Always a rush after a big shooting. People keep saying that nothing changes in our preposterous gun politics, and it sure seems that we have normalized school shootings, turned them into televised festivals of “healing” and candlelit ignoring, where reporters and sheriffs sanctimoniously point out that they are not saying the killer’s name – as if it were a curse or a spell and not a fact – and we all try to make that pass as action, as addressing the problem, while any and every attempt to add practical, concrete safeguards to the system is thwarted, no matter how broadly popular it is.

But this isn’t right. Something changes with every single shooting.

Gun sales go up.

Always a rush after a big shooting. The single largest day of gun purchases run through the FBI background check system – the Black Friday of sales for the people who make and sell guns – came one week after the Newtown massacre in 2012. That was the day that the NRA’s Wayne LaPierre gave his unhinged “good guy with a gun” speech, and it became apparent that a school full of dead children would not only not dent the zealotry that controls this issue in America, it would also be excellent for gun sales.

A report by the Bureau of Alcohol, Tobacco and Firearms showed that gun production in the U.S. soared during Obama’s presidency. Another way to look at that is: Gun sales exploded at a time when shootings of four or more people at a time are a near-daily occurrence. The website Mass Shootings Tracker tallied 336 such cases in 2014, and 297 so far this year.

In the year before Obama took office, gun makers produced about 4.5 million guns, the ATF report showed. That jumped to 10.8 million in 2013, an increase of 140 percent.

It’s a sick marketing loop, with a killer slogan: He’s coming for your guns. They’re coming for your guns. Your guns – they’re being come after.

Which brings us back to Coeur d’Alene, “constitutional carry,” and the failures of common decency. The rally was organized by the Idaho Second Amendment Alliance, a group that has pushed hard for more guns in more public places. It is trying to get cities and counties to overturn laws prohibiting guns in public parks. It has taken aim in particular at Coeur d’Alene’s ban on firearms at parades and public assemblies. Saturday’s rally was focused on its push to get Idaho to adopt “constitutional carry” – under which anyone could carry a concealed weapon anywhere, no burdensome permit required.

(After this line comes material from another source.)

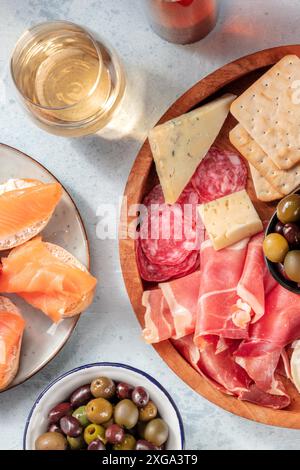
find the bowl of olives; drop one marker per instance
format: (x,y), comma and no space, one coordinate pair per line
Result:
(281,245)
(104,406)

The park gathering of about 200 – according to media reports and information posted by group members online – included the usual suspects from the self-described “patriot” nation: Some Oath Keepers, Matt Shea, Heather Scott (the Idaho representative who posed proudly with a Confederate flag, as Richard Butler used to do), and lots of conspicuous guns being cradled lovingly by their gun parents.

Organizer Gregg Pruett told the crowd that Obama “has made it clear on BBC that his biggest frustration as president has not been his ability to take away your guys’ guns,” according to a story in the Coeur d’Alene Press.

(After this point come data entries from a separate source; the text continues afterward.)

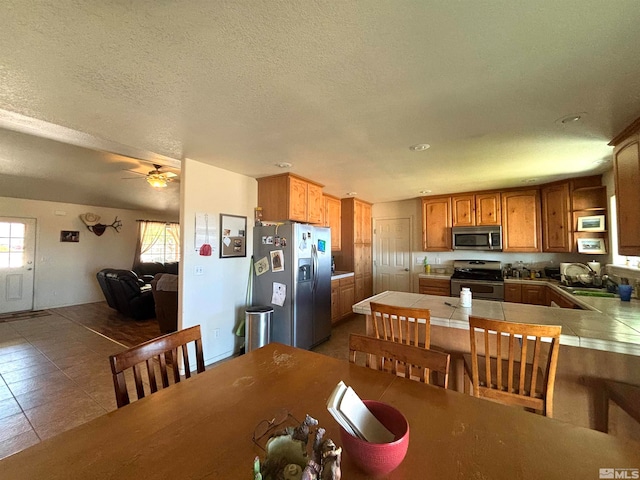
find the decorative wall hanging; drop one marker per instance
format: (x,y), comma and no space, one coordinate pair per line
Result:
(69,236)
(233,230)
(91,221)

That is how Pruett characterizes Obama’s disappointment in the failure to pass “common-sense gun-safety laws.” It illustrates perfectly the main failures of honesty and responsibility on the part of the most extreme gun owners: their unwillingness to countenance the most minor “burdens” – whether it’s getting a permit for a concealed handgun or undergoing a background check – in an effort to make a difference, and their willingness to peddle nonsense in the defense of paranoid selfishness.

We’ve been encouraged to draw a bright line between “good guys” and “bad guys” when it comes to guns. But sometimes they sound awfully similar, and the guns they worship flow from the same booming market.

You know who else loves open carry? Whose beliefs and rhetoric would fit right in at a constitutional carry rally – right after the prayer for victims, of course? The mother of the Oregon shooter.

Here’s one of her Facebook posts from before the shooting: “And when the mood strikes … I sling an AR, Tek-9 or AK over my shoulder, or holster a Glock 21 (not 22), or one of my other handguns, like the Sig Sauer P226, and walk out the door.”